World’s largest independent oil trader Vitol reported on Monday that its full-year revenue inched 1.3 percent higher amid challenging market conditions.
The privately-owned company saw its revenues last year hit $307 billion, up from $303 billion in 2012. Crude and refined oil volumes surged 5.7 percent to 276 million tons, up from 261 million a year earlier.
“2013 was a very challenging year for many in the physical energy distribution business. Markets remained extremely competitive with new entrants increasing margin pressure on certain regional activity,” said Vitol’s CEO Ian Taylor, according to Reuters.

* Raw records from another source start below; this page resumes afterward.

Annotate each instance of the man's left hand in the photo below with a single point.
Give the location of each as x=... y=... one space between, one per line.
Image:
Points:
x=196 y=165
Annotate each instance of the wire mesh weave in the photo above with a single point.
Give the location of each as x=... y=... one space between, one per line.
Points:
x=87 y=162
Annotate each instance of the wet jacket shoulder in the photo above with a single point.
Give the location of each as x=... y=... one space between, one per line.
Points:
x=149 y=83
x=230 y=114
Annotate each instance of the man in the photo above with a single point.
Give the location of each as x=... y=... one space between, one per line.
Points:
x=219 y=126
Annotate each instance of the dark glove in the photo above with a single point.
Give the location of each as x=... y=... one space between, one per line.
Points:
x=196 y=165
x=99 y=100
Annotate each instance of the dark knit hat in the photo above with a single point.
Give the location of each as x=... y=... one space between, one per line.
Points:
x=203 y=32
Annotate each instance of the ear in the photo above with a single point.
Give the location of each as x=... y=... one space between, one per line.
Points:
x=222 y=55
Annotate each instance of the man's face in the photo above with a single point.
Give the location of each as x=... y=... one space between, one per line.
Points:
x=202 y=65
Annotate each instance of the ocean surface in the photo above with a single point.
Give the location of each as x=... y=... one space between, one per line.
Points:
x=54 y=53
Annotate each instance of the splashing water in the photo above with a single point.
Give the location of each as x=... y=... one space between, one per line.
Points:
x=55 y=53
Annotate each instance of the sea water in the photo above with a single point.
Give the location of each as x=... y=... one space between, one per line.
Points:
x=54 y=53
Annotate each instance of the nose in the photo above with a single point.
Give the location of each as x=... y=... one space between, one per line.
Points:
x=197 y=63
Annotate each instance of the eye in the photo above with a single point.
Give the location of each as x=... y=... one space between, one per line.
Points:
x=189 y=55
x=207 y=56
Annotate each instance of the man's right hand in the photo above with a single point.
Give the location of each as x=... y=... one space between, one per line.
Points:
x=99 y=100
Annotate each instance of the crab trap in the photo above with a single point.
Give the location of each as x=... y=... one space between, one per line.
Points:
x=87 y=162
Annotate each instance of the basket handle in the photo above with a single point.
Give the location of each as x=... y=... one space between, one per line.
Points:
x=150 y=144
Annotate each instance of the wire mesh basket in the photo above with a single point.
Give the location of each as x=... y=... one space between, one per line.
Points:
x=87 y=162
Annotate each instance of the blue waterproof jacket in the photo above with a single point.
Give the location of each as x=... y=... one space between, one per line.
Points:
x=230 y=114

“While these market conditions aren’t expected to change overnight, changing supply and demand balances are generating some new opportunities,” he said.

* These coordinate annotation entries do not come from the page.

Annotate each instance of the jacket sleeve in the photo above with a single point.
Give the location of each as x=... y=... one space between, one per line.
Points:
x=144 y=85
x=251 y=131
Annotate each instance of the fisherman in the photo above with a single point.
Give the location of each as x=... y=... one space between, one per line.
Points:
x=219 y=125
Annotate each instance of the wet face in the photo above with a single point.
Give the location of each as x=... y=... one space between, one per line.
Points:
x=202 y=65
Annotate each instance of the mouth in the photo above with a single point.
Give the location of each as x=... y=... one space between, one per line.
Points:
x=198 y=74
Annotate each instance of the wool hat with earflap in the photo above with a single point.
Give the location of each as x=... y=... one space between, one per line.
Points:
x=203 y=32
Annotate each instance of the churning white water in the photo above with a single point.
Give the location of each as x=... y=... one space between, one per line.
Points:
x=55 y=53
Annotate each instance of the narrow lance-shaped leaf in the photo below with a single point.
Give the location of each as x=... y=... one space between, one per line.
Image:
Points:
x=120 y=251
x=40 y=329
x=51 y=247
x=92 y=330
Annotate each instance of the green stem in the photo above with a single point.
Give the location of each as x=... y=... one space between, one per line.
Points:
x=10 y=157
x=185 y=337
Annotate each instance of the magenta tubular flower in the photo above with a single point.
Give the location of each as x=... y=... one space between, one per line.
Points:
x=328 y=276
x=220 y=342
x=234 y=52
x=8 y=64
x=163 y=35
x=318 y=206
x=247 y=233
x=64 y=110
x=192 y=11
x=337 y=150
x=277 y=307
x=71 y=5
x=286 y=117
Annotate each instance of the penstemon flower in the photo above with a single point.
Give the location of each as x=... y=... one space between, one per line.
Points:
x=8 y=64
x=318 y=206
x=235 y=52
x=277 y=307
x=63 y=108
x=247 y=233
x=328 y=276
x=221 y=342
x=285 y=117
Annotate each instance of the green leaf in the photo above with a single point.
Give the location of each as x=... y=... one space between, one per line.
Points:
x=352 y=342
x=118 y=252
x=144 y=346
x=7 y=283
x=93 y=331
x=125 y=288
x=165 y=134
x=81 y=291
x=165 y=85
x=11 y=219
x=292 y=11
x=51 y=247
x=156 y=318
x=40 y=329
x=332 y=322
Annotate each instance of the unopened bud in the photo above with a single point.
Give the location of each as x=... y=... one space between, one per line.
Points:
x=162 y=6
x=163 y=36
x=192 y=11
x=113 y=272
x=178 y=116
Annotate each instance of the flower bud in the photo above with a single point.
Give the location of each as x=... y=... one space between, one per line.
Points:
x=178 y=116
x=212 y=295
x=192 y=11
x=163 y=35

Coal revenues grew to 51 million tons in 2013, up from 25.2 million tons a year ago. However, sales of power and natural gas plummeted.
The Swiss-based firm doesn’t announce profit results. However, the energy trading business is widely reputed for its tiny profit margins.
Last February, the company, in what is its largest acquisition so far, announced that it will acquire Royal Dutch Shell’s refinery and downstream business in Australia in a deal valued at around $2.6 billion.
Vitol, which has refining interests in Antwerp and United Arab Emirates, entered into a joint venture deal with Carlyle Group last December to hold refining and downstream assets in Germany and Switzerland. The new entity will be called Varo Energy.
Vitol also disclosed earlier this month that it is holding discussions to lend Russian energy giant Rosneft an additional $2 billion to finance its expansion plans.
The company also expressed optimism that the withdrawal of certain investment banks from the commodity trading will create more opportunities for it.